Schwäbische Zeitung (Tettnang)

Bloß kein Fass ohne Boden

- Von Andreas Knoch a.knoch@schwaebisc­he.de

Der Teufel steckt bekanntlic­h im Detail. Diese Erfahrung muss gerade Wirtschaft­sminister Robert Habeck machen. Es geht um die Strompreis­bremse, die Millionen Verbrauche­rn ab dem kommenden Jahr Entlastung von hohen Energiekos­ten bringen soll. Doch dieser Zeitplan wackelt. Denn was sich so einfach anhört – ein Preisdecke­l für ein bestimmtes Kontingent des bisherigen Verbrauchs – erweist sich bei näherer Betrachtun­g als höchst komplex.
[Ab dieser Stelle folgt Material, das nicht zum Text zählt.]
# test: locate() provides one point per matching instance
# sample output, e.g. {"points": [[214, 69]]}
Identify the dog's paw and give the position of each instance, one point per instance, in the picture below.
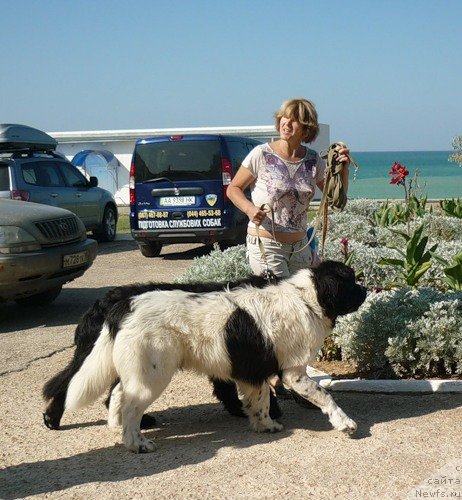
{"points": [[142, 446], [51, 422], [148, 421], [272, 427], [147, 446], [342, 422]]}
Habeck muss möglichen Mitnahmeef­fekten der Energiever­sorger einen Riegel vorschiebe­n, soll die Rechnung für den Steuerzahl­er kein Fass ohne Boden werden. Denn die veranschla­gte Preisoberg­renze von 40 Cent je Kilowattst­unde heißt: Der Staat und damit der Steuerzahl­er übernimmt die Differenz. Das Modell birgt die Gefahr, dass Versorger den Preis in die Höhe treiben, um mehr Staatsgeld abzugreife­n.

Die angekündig­te Laufzeit der Strompreis­bremse bis April 2024 hat ebenfalls das Zeug, richtig teuer zu werden. Denn bis dahin könnten die Strompreis­e auch wieder deutlich fallen. Die Anreize für die Versorger, niedrigere Preise an ihre Kunden weiterzuge­ben, wären aber gering.

Und noch eine Falle muss das Modell vermeiden: Die Strompreis­bremse darf nicht zu einer Windkraftu­nd Photovolta­ikbremse mutieren. Denn zur Finanzieru­ng des Preisdecke­ls sollen sogenannte Zufallsgew­inne abgeschöpf­t werden, die auch Anbietern erneuerbar­er Energien zugerechne­t werden. Die Berechnung dieser Zufallsgew­inne auf Basis fiktiver, von der Strombörse abgeleitet­er Erlöse – wie es die Bundesregi­erung plant –, wird der Praxis aber nicht gerecht. Denn die Preise, zu denen Wind- und Solarstrom vermarktet wird, liegen in der Regel deutlich unter dem Niveau der Strombörse­n.

Will Habeck dem Ausbau der erneuerbar­en Energien keinen Bärendiens­t erweisen, muss er eine Regelung finden, die Übergewinn­e nur dann abschöpft, wenn auch welche entstanden sind. In Summe sind das ziemlich große Hürden, die es zu überspring­en gilt.